Debate on where the chemicals originate
Though there is no proof, Benoit’s and Coe’s groups said they believe the chemicals detected in Sherbrooke may have come from Casella landfill leachate treated by the municipal wastewater plant in Newport.
Karine Godbout, president of Sherbrooke’s city environmental committee, also suggested to Radio-Canada this month that Newport could have been the source but noted that she could not confirm it.
Casella had been sending leachate — contaminated landfill liquid — to the treatment facility, which sits on a tributary of Lake Memphremagog, until a permit agreement in 2019 barred the company from doing so until 2024. But Benoit said it takes about two years for water around Newport to travel to the other end of the lake.
A report from the state Department of Environmental Conservation last February said the wastewater treatment plants in Montpelier and Newport had higher PFAS concentrations in the discharge leaving their facilities than other plants statewide. The two plants were the only ones that regularly processed landfill leachate during the study period.

Joe Fusco, a vice president of Casella, said this week that “sometimes, these (environmental) groups imply that the PFAS problem is a landfill problem.”
However, he said, “it is a broad social and environmental challenge that has been flowing from our modern lifestyle. For decades many of the products and day-to-day items used in our society contain these compounds and end up in our environment through many sources, and this is subsequently passed into the waste stream.”
Fusco said landfills also provide “a critical environmental and human health protection by sequestering more than 90% of the PFAS mass taken in.”

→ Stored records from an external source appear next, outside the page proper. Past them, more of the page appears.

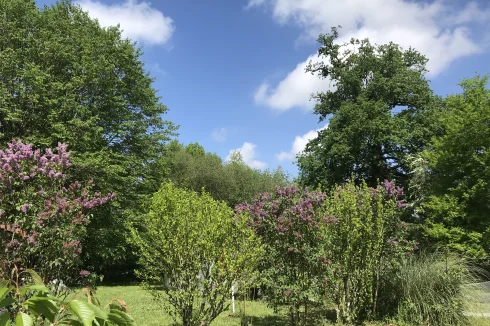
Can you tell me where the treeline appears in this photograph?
[298,28,490,259]
[0,0,490,325]
[0,0,288,279]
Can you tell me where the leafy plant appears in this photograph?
[236,187,336,325]
[132,182,262,326]
[298,28,439,189]
[0,270,135,326]
[0,140,115,281]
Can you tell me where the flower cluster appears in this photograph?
[0,140,115,280]
[235,186,338,305]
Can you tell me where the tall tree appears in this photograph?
[158,141,289,207]
[0,0,174,276]
[421,76,490,257]
[298,28,434,188]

As he has in the past, Fusco said he believes stakeholders have overlooked discharge into the lake on the other side of the border and called for more accountability in Canada, where he said regulations on PFAS are not as stringent.
Benoit, the Canadian environmental activist, said he finds it hard to believe PFAS could be coming from any other operation around the lake.

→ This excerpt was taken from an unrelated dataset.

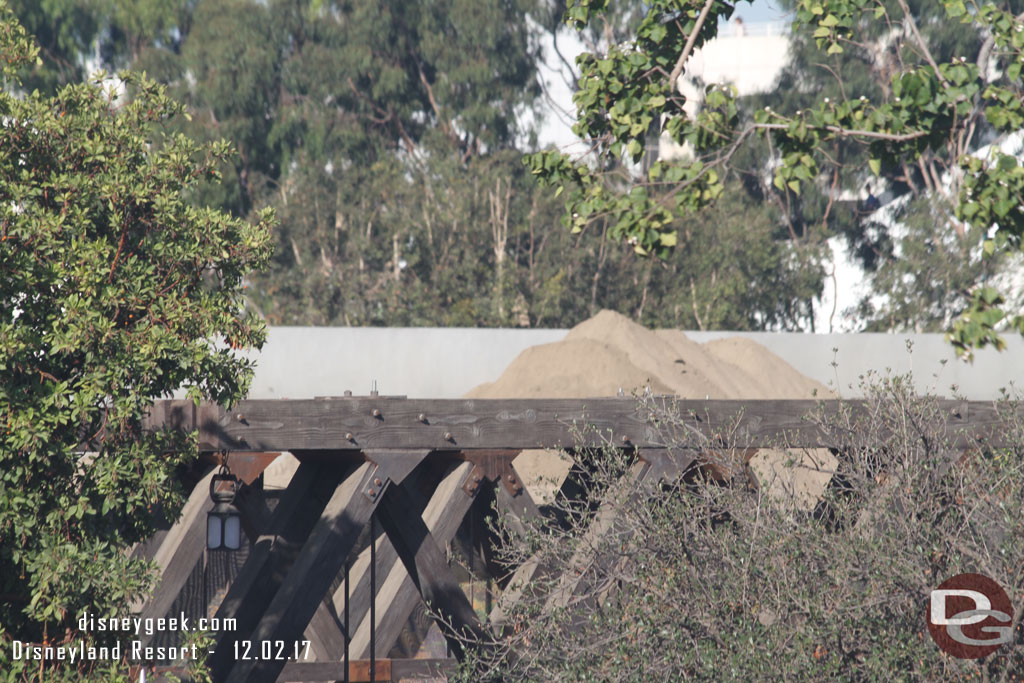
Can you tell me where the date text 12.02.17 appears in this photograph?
[234,640,309,661]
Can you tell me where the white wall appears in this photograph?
[235,328,1024,399]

According to the Caledonian Record, Newport City Manager Laura Dolgin said at the Feb. 10 meeting that the city looks forward to the day that it can handle leachate at its wastewater plant.
Benoit and Coe said their groups oppose an end to the moratorium and resumption of leachate treatment at the city plant.
“It’s the drinking water, and we don’t want the leachate to come back,” said Benoit, adding, “We start again to take leachate in the lake, well, it will just go from bad to worse.”
Dolgin said this week that she “would like the ratepayers in the City of Newport to benefit from the revenue of taking leachate.”